Жертвенные и религиозные решения принимаются в момент внутренней экзальтации и приводятся в исполнение тут же, не ожидая и дня, не только месяцев. Этим, скорее всего, и следует объяснить внезапность произошедшего.

На письмо, извещавшее о прекращении выплаты субсидии, Петр Ильич ответил, по выражению Берберовой, «немного высокопарно, но хорошо». Этого нельзя, к сожалению, сказать о его реакции на случившееся в письмах Модесту и особенно Юргенсону. Необходимо отвергнуть мнение многих биографов о якобы боязни его, что ее поступок был вызван разоблачением его сексуальных особенностей. Никаких, даже самых косвенных доказательств того, что композитор мог догадываться о подобной причине разрыва, привести невозможно, тем более принимая во внимание его привычку к полной конфиденциальности в переписке с Модестом (Юргенсон, как мы знаем, был в курсе его сексуальных предпочтений). В письмах брату и издателю, отразивших его непосредственную реакцию на прекращение субсидии, нет и намека на гомосексуальные страхи — мысль об этом предмете как причине разрыва даже не приходила ему в голову, иначе он непременно поделился бы ею по крайней мере с братом. Все указывает на признание им того, что фон Мекк уже с давних пор была осведомлена или догадывалась об обстоятельствах его личной жизни, молчаливо не придавая им значения.
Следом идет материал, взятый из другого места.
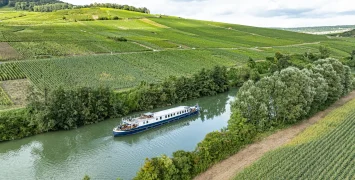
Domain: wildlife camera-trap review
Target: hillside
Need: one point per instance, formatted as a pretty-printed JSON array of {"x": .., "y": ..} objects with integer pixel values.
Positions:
[
  {"x": 350, "y": 33},
  {"x": 322, "y": 29},
  {"x": 119, "y": 49},
  {"x": 323, "y": 151}
]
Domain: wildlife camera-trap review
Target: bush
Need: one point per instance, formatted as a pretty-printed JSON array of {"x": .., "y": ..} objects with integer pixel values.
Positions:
[
  {"x": 121, "y": 39},
  {"x": 15, "y": 124}
]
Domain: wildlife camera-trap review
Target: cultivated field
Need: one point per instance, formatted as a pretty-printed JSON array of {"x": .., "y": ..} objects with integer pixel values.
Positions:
[
  {"x": 323, "y": 151},
  {"x": 73, "y": 48}
]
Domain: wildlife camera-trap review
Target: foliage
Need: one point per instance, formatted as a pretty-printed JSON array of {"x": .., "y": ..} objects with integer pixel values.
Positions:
[
  {"x": 324, "y": 52},
  {"x": 64, "y": 109},
  {"x": 289, "y": 95},
  {"x": 285, "y": 97},
  {"x": 123, "y": 39},
  {"x": 51, "y": 7},
  {"x": 116, "y": 71},
  {"x": 239, "y": 75},
  {"x": 15, "y": 124},
  {"x": 323, "y": 151},
  {"x": 4, "y": 98},
  {"x": 116, "y": 6},
  {"x": 10, "y": 71},
  {"x": 86, "y": 177}
]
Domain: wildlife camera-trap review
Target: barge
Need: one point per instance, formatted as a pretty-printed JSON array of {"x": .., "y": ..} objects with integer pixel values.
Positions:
[{"x": 151, "y": 120}]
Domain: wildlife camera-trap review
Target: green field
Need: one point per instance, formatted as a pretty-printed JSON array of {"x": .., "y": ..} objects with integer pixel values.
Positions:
[
  {"x": 36, "y": 35},
  {"x": 72, "y": 48},
  {"x": 121, "y": 70},
  {"x": 4, "y": 99},
  {"x": 326, "y": 150}
]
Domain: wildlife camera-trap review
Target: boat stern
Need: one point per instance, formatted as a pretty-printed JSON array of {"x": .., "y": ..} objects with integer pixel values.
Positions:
[{"x": 118, "y": 132}]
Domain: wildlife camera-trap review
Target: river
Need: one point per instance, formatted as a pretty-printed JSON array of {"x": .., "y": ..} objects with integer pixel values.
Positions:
[{"x": 93, "y": 151}]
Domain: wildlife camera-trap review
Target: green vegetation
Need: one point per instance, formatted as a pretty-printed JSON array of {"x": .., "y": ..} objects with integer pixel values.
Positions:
[
  {"x": 4, "y": 98},
  {"x": 324, "y": 151},
  {"x": 10, "y": 71},
  {"x": 67, "y": 109},
  {"x": 15, "y": 124},
  {"x": 286, "y": 97},
  {"x": 115, "y": 71},
  {"x": 116, "y": 6},
  {"x": 350, "y": 33}
]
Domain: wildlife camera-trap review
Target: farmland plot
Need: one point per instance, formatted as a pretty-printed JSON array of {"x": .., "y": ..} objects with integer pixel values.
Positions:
[{"x": 323, "y": 151}]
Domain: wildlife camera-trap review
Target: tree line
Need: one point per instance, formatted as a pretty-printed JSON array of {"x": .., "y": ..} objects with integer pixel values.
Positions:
[
  {"x": 116, "y": 6},
  {"x": 285, "y": 97},
  {"x": 64, "y": 109},
  {"x": 54, "y": 5}
]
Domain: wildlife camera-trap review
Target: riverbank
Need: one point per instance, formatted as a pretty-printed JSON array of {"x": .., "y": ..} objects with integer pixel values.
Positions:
[
  {"x": 91, "y": 150},
  {"x": 228, "y": 168}
]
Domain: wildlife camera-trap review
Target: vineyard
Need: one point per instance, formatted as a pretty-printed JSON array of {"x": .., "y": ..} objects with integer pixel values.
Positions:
[
  {"x": 118, "y": 71},
  {"x": 324, "y": 151},
  {"x": 10, "y": 71},
  {"x": 4, "y": 98},
  {"x": 30, "y": 35},
  {"x": 77, "y": 47}
]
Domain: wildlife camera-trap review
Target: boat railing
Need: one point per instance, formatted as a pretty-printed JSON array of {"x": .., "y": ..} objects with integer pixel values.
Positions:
[{"x": 125, "y": 119}]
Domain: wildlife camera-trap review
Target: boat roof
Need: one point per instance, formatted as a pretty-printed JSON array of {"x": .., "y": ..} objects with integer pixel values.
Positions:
[{"x": 169, "y": 111}]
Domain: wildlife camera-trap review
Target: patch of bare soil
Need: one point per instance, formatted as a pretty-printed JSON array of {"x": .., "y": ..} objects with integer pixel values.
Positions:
[
  {"x": 7, "y": 52},
  {"x": 228, "y": 168},
  {"x": 17, "y": 90}
]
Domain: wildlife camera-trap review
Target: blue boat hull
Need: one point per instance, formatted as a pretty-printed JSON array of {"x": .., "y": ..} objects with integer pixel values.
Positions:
[{"x": 153, "y": 125}]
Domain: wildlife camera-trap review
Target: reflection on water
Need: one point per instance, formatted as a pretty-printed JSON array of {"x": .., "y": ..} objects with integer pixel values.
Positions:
[{"x": 92, "y": 150}]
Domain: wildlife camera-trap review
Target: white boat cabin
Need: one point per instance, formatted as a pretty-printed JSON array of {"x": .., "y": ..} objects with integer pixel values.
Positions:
[{"x": 148, "y": 118}]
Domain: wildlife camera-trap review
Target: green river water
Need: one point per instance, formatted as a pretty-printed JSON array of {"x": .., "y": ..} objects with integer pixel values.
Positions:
[{"x": 93, "y": 151}]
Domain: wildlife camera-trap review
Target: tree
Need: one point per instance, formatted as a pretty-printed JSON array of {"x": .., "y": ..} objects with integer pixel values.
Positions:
[{"x": 334, "y": 89}]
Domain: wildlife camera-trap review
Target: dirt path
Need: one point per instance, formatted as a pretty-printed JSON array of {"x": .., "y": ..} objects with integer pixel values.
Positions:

Задержка в сообщении о произошедшем разрыве Юргенсону и Модесту объясняется тем, что композитор продолжал тешить себя надеждой и в течение нескольких дней ожидал ответа от фон Мекк. Отсутствие реакции с ее стороны не могло не вызвать у него сильнейшего раздражения и обиды. Язвленное самолюбие проявилось в письмах Модесту и Юргенсону, и упор был сделан не на нравственной, а именно на денежной стороне дела. 28 сентября он писал Юргенсону: «Теперь сообщу тебе весьма для меня неприятную вещь. У меня отныне шестью тысячами в год будет меньше. На днях получил от Н. Ф. фон Мекк письмо, в коем она сообщает, что к крайнему своему прискорбию, вследствие запутанности дел и разорения почти полного, принуждена прекратить выдачу ежегодной субсидии. Я перенес этот удар философски, но тем не менее был неприятно поражен и удивлен. Она так много раз мне писала, что я обеспечен в отношении получения этой субсидии до последнего моего издыхания, что я в это уверовал и думал, что на сей предмет у нее устроена такая комбинация, что, несмотря ни на какие случайности, я не лишусь своего главного и, как я думал, самого верного дохода. Пришлось разочароваться. Теперь я должен совершенно иначе жить, по другому масштабу, и даже, вероятно, придется искать какого-нибудь занятия в Петербурге, связанного с получением хорошего жалованья. Очень, очень, очень обидно; именно обидно. Отношения мои с Н. Ф. фон Мекк были такие, что я никогда не тяготился ее щедрой подачкой. Теперь я ретроспективно тягощусь; оскорблено мое самолюбие, обманута моя уверенность в ее безграничную готовность материально поддерживать меня и приносить ради меня всяческие жертвы. Теперь мне бы хотелось, чтобы она окончательно разорилась, чтобы нуждалась в моей помощи. А то ведь я отлично знаю, что с нашей точки зрения она все-таки страшно богата; словом вышла какая-то банальная, глупая штука, от которой мне стыдно и тошно».